But what I really think that I learned from this whole journey is that it's never too early in your R programming career to start contributing to R packages. And there's lots of different ways to do it. Also, apparently it's never too late to apply to speak at posit::conf.

Q&A

Thanks, Matt. That was great. We do have a little bit of time for questions if you want to ask one or two. Anyone from the audience? There's none on Slido right now, but if you do have a question, I can come to you with the microphone.

I was curious to know, so you've contributed a lot to tidycensus now. Now that you've done all that, do you feel more comfortable contributing to other packages? And have you done any contributions to other packages?
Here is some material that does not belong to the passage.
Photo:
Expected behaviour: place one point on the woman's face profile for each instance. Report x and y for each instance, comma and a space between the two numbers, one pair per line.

That's a great question. Mostly, I started building a lot of internal packages at work. I do contribute to a few other packages like Tigris and sort of in the spatial universe. But really, it gave me the confidence to just like go build a bunch of packages at work to make my life easier. So, yeah, which I think everyone should do.
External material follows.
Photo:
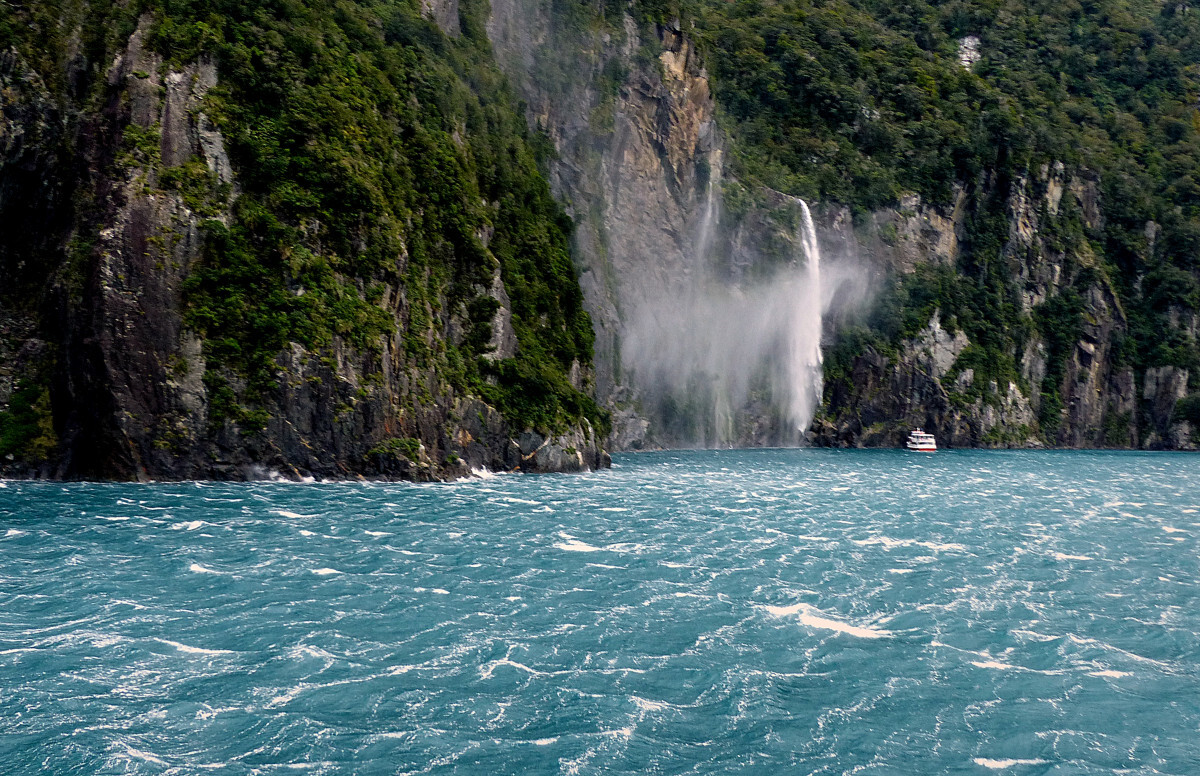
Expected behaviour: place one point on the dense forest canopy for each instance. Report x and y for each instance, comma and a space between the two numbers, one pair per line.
857, 102
372, 151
And you learned those skills through working on tidycensus, right? 100%. You know, it demystified it. And I think it gave you a place to start. And when I was doing this, this was before like usethis and DevTools were as user-friendly as they are now. And so getting started was kind of intimidating. So starting through this process showed me kind of how all the pieces fit together. And then when I wanted to make an internal one, it was ready to go. Great. Thank you so much, Matt.